First, as always, let’s load in the packages and dataset we’ll be working with for these examples. To start, let’s use the jury dataset.
library(tidyverse)
## ── Attaching core tidyverse packages ──────────────────────── tidyverse 2.0.0 ──
## ✔ dplyr 1.1.4 ✔ readr 2.1.6
## ✔ forcats 1.0.1 ✔ stringr 1.6.0
## ✔ ggplot2 4.0.1 ✔ tibble 3.3.0
## ✔ lubridate 1.9.4 ✔ tidyr 1.3.2
## ✔ purrr 1.2.0
## ── Conflicts ────────────────────────────────────────── tidyverse_conflicts() ──
## ✖ dplyr::filter() masks stats::filter()
## ✖ dplyr::lag() masks stats::lag()
## ℹ Use the conflicted package (<http://conflicted.r-lib.org/>) to force all conflicts to become errors
jury <- read.csv("/Users/Thomas/Library/CloudStorage/OneDrive-YorkUniversity/LING 3300/Datasets/Jury/jury_data_basic.csv")
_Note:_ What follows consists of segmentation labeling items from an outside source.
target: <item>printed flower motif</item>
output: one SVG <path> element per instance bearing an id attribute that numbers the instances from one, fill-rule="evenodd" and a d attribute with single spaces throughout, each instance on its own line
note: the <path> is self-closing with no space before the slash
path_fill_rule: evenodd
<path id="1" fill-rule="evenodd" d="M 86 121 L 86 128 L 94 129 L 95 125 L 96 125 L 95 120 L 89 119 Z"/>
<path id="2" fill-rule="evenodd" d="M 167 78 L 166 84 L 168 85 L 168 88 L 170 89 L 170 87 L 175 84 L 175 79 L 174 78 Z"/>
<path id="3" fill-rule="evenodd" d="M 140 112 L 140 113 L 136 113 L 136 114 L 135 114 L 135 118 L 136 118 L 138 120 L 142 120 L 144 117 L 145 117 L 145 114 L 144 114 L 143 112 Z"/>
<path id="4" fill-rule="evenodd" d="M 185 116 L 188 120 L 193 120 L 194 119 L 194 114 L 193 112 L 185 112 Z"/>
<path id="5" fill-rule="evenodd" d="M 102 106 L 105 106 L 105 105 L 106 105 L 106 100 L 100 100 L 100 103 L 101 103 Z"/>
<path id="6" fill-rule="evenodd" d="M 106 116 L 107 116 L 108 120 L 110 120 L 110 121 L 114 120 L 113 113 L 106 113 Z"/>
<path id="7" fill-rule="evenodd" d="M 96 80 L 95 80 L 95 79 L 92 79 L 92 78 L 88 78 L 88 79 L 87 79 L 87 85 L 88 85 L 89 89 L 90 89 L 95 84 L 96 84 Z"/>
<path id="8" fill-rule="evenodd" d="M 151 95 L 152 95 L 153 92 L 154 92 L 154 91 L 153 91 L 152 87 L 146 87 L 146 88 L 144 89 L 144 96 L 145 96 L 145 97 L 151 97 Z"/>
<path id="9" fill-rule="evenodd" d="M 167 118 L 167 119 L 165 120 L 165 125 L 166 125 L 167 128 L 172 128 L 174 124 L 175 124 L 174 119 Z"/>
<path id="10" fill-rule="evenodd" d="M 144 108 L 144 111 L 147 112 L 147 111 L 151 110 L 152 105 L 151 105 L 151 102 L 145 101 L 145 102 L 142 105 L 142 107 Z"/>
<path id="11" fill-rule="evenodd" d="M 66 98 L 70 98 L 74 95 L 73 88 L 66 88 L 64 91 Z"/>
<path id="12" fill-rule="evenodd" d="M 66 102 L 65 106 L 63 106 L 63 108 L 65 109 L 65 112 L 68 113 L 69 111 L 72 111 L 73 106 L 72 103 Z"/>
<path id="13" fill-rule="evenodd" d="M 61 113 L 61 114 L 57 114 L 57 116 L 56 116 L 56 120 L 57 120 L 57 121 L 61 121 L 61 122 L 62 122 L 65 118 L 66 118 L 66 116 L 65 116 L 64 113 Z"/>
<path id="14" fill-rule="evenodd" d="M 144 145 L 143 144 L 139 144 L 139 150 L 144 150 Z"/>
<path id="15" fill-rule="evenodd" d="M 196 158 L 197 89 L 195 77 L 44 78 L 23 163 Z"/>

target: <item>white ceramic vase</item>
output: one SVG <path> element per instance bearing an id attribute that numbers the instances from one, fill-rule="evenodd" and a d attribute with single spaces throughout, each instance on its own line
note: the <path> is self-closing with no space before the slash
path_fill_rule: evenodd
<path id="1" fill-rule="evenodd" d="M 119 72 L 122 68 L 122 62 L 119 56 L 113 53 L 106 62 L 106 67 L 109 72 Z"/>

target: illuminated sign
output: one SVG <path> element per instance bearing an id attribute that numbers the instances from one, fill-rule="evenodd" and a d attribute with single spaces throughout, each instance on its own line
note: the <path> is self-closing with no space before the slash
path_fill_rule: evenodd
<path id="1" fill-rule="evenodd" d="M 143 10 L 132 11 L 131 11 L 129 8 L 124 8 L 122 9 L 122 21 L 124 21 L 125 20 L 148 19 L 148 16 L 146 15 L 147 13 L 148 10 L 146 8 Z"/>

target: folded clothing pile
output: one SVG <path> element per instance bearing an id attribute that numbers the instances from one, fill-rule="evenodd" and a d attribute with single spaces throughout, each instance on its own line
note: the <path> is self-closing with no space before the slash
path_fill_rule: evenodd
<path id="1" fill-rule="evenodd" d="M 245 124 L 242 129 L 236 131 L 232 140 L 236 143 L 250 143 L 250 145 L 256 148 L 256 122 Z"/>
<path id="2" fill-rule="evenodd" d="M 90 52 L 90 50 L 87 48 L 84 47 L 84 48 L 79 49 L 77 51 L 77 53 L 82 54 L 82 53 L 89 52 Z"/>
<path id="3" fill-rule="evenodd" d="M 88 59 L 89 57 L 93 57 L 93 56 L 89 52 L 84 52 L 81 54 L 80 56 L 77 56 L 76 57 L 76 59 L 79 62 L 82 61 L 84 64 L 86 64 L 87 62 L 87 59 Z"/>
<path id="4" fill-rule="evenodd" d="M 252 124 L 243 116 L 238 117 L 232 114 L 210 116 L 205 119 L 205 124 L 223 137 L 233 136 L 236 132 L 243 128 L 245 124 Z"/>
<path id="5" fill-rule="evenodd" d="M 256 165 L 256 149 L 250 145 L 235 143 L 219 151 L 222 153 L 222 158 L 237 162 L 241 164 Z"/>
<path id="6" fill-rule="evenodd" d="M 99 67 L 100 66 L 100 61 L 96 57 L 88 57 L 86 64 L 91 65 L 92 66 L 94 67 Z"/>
Something important we haven’t covered yet is the AND and OR operators. The AND operator (typed as &, called “ampersand”) takes two logical values and returns TRUE only if both values are TRUE themselves. For instance, suppose we have a variable x that is equal to 12, and another variable y equal to 17. We can then check if each of these variables is greater than 5 and less than 15:
x <- 12
x > 5 & x < 15
## [1] TRUE
y <- 17
y > 5 & y < 15
## [1] FALSE
The OR operator (typed as |, called “pike”) takes two logical values and returns TRUE if either one (or both) values are TRUE themselves. If we replace the ANDs in the previous example with ORs, here’s what we get:
x <- 12
x > 5 | x < 15
## [1] TRUE
y <- 17
y > 5 | y < 15
## [1] TRUE
Since y equals 17, and since 17 is greater than 5, the answer is TRUE to the question “Is y greater than 5 or less than 15?”.
These operators are very useful when you’re filtering/subsetting your data, too. You can combine subset conditions using AND or OR. For instance, here we can subset out a dataframe of just the observations where the participants rated themselves under 50 on all three of the familiarity scales – that is, they rated themselves under 50 for SSBE familiarity AND under 50 for Middlesbrough familiarity AND under 50 for Newcastle familiarity.
lowfamiliarity <- subset(jury, SSBEFamiliarity < 50 & MiddlesbroughFamiliarity < 50 & NewcastleFamiliarity < 50)
…or maybe we want to make a new column that tells us whether the first sound clip in each pair is from a northern, rather than southern, voice (that is, either Middlesbrough or Newcastle is in the Audio1Accent column).
jury$northern <- jury$Audio1Accent == "Newcastle" | jury$Audio1Accent == "Middlesbrough"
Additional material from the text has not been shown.